I'd replace <VirtualHost *:8091> with <VirtualHost 127.0.0.1:8091> if you want port 8091 only reachable from localhost.
That's odd, when I tried going to a similar page earlier I got an error page from Domoticz (EDIT: Upon retrying, I get that errorpage when I'm not in incognito mode. When I am in incognito mode, I get the PiHole page. Something to do with cookies probably.). Now I'm indeed getting a PiHole page, but it's saying that "This page has been whitelisted. Please flush your DNS cache and/or restart your browser". This whitelist entry has been there for quite some time, so I'm a bit confused as to why it's still blocking it. Do you also see the notice that the site has been whitelisted?
Because people don't know everything, people use google, and people find a working solution. For experts, this may look stupid, but for a novice, if it works, it works.

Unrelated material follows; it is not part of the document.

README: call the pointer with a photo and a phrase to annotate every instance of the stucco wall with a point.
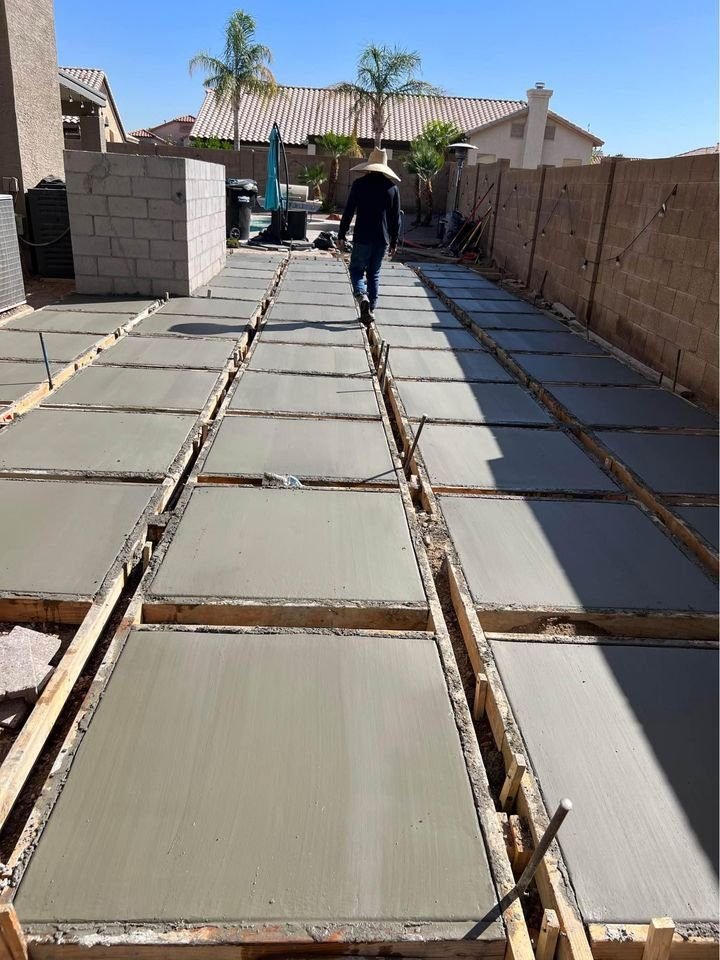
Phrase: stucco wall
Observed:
(146, 225)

I'm very confused by this part. What's the reason for ServerName _? Why change DocumentRoot to something I'm not using? Why do I need to import a selfsigned certificate? What do you mean by all the rest? Like I said, for an expert, things may seem obvious(ly wrong), but for novices, things are nowhere near as obvious.

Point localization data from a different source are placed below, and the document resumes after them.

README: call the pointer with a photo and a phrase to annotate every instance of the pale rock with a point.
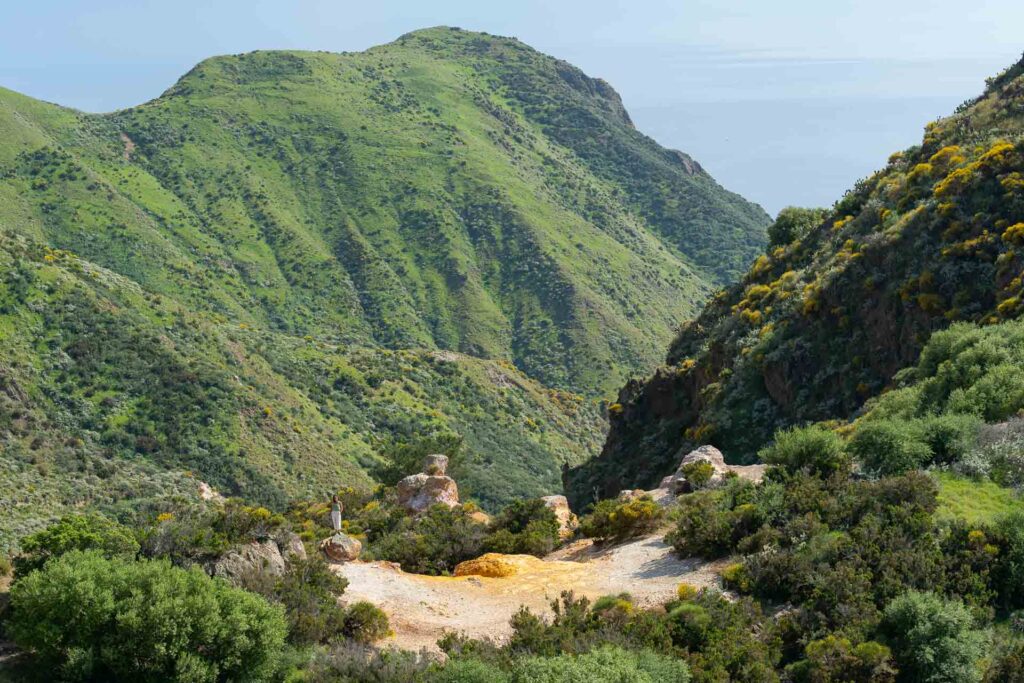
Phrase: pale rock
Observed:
(567, 521)
(291, 546)
(435, 464)
(417, 493)
(261, 556)
(341, 548)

By 'only reachable from localhost', do you mean only reachable from the device that's hosting it, or only on the local network?
@9peppe, I’m still very confused about the point of what you’ve described above, so for now, I’m sticking with what I had. That works, while my implementation of your suggestion doesn’t (which I can guarantee is down to my implementation, due to lack of knowledge).

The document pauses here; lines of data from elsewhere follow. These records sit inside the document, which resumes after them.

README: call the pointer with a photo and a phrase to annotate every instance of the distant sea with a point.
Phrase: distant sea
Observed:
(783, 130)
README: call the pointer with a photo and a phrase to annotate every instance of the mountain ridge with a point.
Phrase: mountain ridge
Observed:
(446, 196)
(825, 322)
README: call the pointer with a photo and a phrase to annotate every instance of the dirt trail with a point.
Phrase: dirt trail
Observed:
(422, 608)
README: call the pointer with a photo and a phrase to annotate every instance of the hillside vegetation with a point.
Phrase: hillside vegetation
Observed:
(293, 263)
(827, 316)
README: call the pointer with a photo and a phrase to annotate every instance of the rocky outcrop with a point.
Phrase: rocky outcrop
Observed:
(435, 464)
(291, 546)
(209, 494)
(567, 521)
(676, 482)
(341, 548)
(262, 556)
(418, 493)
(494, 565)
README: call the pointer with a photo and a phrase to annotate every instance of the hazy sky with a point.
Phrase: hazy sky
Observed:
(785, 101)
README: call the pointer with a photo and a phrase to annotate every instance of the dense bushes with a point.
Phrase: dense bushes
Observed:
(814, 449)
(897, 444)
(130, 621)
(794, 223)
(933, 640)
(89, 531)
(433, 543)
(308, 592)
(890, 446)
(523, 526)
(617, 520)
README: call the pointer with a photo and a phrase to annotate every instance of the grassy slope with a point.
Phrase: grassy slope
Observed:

More on topic though: I finally managed to get renewal to work. I did some searching on why PiHole was showing up on that URL. Turned out it did have something to do with PiHole hosting some pages at port 80. I changed the ports for lighttpd from 80 to 800 (for others, be aware that this breaks the pi.hole/admin page, you’ll need to use IP:PORT/admin from now on. It also probably resets on a PiHole update), tried renewing again, and it worked just fine.
I know it’s a patch-job, but for now I’m happy with it. Thanks for your help getting me on the right path, much appreciated.